Installing the Required Python Tools

After you have gained access to the JCSDA AWS resources, the next step is to install and configure the tools you will need to one or more compute nodes from the command line.

The first tool you’ll need is the AWS Command Line interface (CLI). This will allow you to launch either a single compute node or a multi-node cluster from your computer. After you have created a compute instance or a cluster, you can then log into it and proceed to build and run JEDI.

The easiest way to install the AWS CLI is through a package installer. For example, you can use Homebrew on a Mac:

brew install awscli

or the apt installer on a Debian-based linux OS such as Ubuntu:

sudo apt-get install awscli

Or, since the AWS CLI is a python package, you can also install it with pip or conda, for example:

pip3 install -U awscli --user

For further details see the AWS documentation.

The next step is to configure the AWS CLI to use your AWS login credentials. When you were granted access to JCSDA AWS resources, a JEDI master should have given you an AWS secret access key and associated ID in addition to your username and password. Have this secret access key and ID handy before running this command to configure your AWS CLI:

aws configure

Enter your secret access key ID and the access key itself at the prompts.

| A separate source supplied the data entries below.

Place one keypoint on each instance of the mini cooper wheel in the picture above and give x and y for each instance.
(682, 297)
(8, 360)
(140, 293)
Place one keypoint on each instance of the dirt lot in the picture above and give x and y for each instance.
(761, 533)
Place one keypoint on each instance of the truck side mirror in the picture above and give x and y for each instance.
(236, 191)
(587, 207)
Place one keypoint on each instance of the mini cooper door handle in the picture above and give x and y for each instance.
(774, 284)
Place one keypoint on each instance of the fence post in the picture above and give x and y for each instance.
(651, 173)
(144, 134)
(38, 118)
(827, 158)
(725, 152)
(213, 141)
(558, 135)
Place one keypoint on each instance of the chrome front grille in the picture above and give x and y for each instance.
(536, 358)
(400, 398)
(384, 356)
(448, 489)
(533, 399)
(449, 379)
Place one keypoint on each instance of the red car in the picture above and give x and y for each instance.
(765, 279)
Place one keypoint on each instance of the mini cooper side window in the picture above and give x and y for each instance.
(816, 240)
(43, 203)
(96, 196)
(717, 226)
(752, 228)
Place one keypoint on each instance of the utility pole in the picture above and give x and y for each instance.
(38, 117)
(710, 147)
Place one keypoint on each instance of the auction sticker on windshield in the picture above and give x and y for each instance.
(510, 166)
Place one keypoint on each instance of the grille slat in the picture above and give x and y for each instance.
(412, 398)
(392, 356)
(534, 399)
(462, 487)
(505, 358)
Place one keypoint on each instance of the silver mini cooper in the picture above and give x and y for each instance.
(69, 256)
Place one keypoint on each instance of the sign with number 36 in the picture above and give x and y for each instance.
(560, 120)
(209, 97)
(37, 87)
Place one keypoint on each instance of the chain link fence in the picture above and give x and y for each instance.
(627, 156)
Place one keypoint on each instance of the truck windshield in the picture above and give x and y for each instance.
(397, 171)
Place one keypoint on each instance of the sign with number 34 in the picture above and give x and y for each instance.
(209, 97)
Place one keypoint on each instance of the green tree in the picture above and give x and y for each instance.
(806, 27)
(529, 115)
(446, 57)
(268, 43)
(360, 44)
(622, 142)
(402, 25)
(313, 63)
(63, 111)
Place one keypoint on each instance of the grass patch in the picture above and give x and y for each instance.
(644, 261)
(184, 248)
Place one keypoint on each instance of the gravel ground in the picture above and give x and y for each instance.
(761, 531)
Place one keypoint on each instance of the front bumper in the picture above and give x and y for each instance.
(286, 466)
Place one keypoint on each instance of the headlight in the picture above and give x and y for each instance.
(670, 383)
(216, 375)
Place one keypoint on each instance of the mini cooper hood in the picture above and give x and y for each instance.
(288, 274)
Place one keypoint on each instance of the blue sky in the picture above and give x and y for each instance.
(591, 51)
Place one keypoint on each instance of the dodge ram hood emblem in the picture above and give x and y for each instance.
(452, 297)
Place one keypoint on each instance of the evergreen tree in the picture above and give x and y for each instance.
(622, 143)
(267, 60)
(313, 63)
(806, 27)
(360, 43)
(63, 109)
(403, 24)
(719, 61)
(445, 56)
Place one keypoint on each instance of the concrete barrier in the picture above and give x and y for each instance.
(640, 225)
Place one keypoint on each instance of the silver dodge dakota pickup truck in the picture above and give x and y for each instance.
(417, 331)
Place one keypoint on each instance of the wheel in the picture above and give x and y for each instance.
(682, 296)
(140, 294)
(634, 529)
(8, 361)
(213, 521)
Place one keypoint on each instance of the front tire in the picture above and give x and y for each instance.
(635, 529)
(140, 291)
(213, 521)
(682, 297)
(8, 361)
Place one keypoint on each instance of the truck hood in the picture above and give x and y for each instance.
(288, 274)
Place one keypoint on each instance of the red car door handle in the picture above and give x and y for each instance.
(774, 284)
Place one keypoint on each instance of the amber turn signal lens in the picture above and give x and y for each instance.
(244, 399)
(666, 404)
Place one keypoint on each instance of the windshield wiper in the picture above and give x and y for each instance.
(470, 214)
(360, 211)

When prompted for your default region, enter us-east-1. This is where most of the JEDI AMIs are currently housed. At other prompts, including the default output format, you can just type enter to select the default (None).

In order to use the single-node launch script described in the next section, you will also need to install the following python packages using pip, pip3, or conda:

  • os

  • time

  • click

  • boto3

If you only wish to run JEDI on a single node, you can proceed to the next section.

Alternatively, if you wish to have the capability to run JEDI across multiple AWS nodes, you will also have to install AWS ParallelCluster. ParallelCluster is another python application that provides a user-friendly interface to the AWS CloudFormation. CloudFormation is ultimately responsible for creating and coordinating a cluster of collocated, interconnected compute nodes, which AWS calls EC2 instances.

AWS maintains the most thorough, up-to-date instructions on how to install ParallelCluster so we recommend that you follow those. In particular, we recommend installed the pcluster tool within a python virtual environment, as advised by AWS.